Aquí habita una manada de caballos Przewalski, en peligro de extinción. Quedan unos 1.400 ejemplares en su inmensa mayoría en Mongolia. Los de Chernóbil fueron introducidos en 1998. Han convertido la zona de exclusión en su edén. Llegaron 20 y han triplicado la población.
El guía de la expedición en busca de ranas es Sergei Gaschak, del Centro Chernóbil, un experimentado biólogo que formaba parte del ejército que ayudó a limpiar la zona a los pocos días del accidente. Desde entonces ha estado estudiando la fauna del lugar. Con cámaras trampa ha captado a lo largo de estos años imágenes íntimas de la vida silvestre que ha renacido al son de la caída de radiactividad.
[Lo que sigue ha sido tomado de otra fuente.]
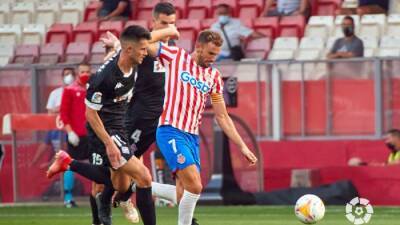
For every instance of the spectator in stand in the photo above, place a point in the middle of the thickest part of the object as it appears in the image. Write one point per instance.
(286, 8)
(233, 32)
(114, 10)
(392, 142)
(350, 45)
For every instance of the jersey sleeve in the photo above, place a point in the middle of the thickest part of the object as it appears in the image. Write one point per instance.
(166, 54)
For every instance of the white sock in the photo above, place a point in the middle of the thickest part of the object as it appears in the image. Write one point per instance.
(164, 191)
(186, 208)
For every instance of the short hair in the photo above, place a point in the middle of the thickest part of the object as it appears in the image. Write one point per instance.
(207, 36)
(394, 132)
(163, 8)
(134, 33)
(349, 18)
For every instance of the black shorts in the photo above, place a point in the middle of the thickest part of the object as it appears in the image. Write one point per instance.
(142, 134)
(80, 152)
(98, 149)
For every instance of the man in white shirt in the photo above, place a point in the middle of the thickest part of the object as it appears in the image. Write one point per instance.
(234, 30)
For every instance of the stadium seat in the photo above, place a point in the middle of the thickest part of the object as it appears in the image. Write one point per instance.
(10, 34)
(292, 26)
(188, 28)
(86, 32)
(320, 26)
(4, 12)
(373, 24)
(51, 53)
(115, 27)
(47, 12)
(258, 48)
(186, 44)
(90, 11)
(71, 12)
(6, 52)
(250, 8)
(22, 13)
(267, 26)
(143, 23)
(77, 52)
(198, 9)
(26, 54)
(60, 33)
(33, 34)
(97, 53)
(231, 3)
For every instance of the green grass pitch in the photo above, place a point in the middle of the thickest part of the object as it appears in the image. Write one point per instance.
(207, 215)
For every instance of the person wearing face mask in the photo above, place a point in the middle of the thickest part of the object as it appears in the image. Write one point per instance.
(233, 32)
(350, 45)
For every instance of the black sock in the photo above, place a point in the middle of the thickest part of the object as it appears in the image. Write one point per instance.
(98, 174)
(95, 214)
(145, 204)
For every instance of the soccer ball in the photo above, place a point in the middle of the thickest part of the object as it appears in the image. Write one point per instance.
(309, 209)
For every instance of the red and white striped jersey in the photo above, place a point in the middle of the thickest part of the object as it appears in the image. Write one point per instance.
(187, 87)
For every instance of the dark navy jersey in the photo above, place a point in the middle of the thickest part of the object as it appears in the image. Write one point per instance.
(109, 92)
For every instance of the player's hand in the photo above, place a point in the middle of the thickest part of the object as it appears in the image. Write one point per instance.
(249, 155)
(114, 155)
(73, 138)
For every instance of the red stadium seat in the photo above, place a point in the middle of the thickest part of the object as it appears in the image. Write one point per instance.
(292, 26)
(51, 53)
(142, 23)
(77, 52)
(97, 53)
(199, 9)
(258, 48)
(26, 54)
(250, 8)
(86, 32)
(231, 3)
(188, 28)
(267, 26)
(90, 11)
(59, 33)
(115, 27)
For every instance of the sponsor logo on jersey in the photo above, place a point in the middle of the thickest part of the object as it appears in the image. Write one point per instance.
(200, 85)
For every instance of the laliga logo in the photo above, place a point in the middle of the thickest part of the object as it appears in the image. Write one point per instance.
(203, 87)
(359, 211)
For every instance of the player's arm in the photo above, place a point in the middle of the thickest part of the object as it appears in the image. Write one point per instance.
(226, 123)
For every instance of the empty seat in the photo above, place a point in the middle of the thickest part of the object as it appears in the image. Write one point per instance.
(71, 12)
(292, 26)
(258, 48)
(51, 53)
(46, 12)
(267, 26)
(77, 52)
(22, 13)
(59, 33)
(115, 27)
(198, 9)
(26, 54)
(10, 34)
(33, 34)
(86, 32)
(97, 53)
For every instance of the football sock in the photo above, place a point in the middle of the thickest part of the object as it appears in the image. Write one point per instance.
(145, 204)
(164, 191)
(186, 208)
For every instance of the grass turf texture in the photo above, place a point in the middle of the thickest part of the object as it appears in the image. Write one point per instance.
(235, 215)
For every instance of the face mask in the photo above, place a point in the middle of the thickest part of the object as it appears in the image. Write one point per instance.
(348, 31)
(68, 79)
(223, 19)
(84, 78)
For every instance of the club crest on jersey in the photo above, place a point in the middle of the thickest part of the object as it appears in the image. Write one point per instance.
(202, 86)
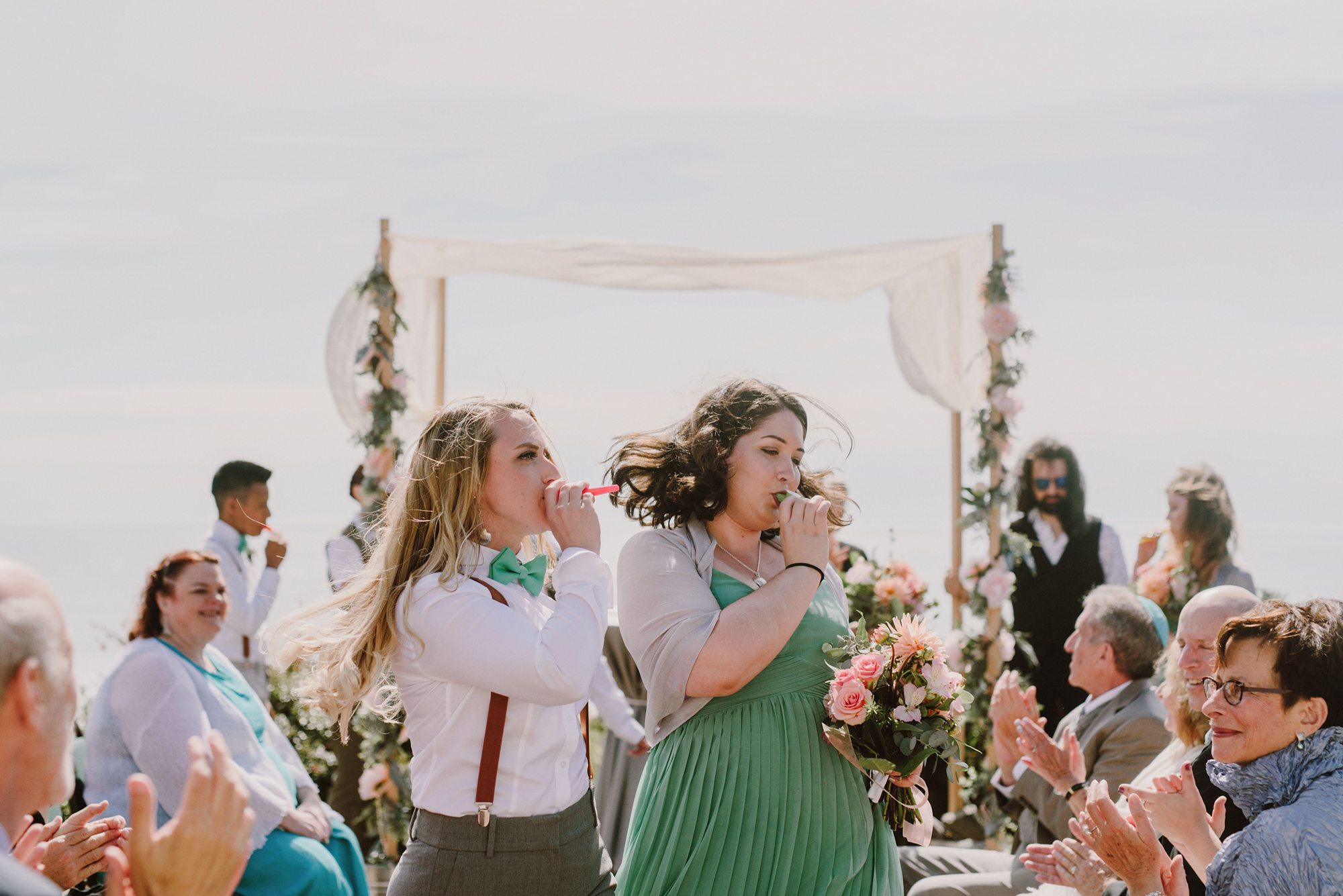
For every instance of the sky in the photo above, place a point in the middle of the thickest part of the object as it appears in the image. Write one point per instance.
(187, 189)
Allí campan libres lobos grises, nutrias y animales que no se veían en la región desde hacía casi un siglo, como el lince europeo y el oso pardo. Ha dejado constancia de que los murciélagos cuelgan de las vigas de las casas abandonadas de Pripyat, que antes del desalojo albergaba a 50.000 habitantes. Ha visto cómo las aves anidan sin temor. Los animales viven en zonas de alta radiactividad sin aparentes perjucios. Tan solo se han detectado algunos casos de aves albinas y deformidades en golondrinas hace unos años.
“Si estos animales viven aquí, ¿podríamos volver ya los humanos?”, se pregunta Germán. No serían buenas noticias para la fauna. En realidad la razón de esta abundancia no es que el ambiente ya no sea peligroso para la salud sino la ausencia de humanos. “Antes no había lobos porque los matábamos. Hoy viven aquí. El efecto destructor causado por la presencia humana es mayor que el de la radiactividad”, reflexiona. Mientras, en el laboratorio las ranas negras esconden su secreto.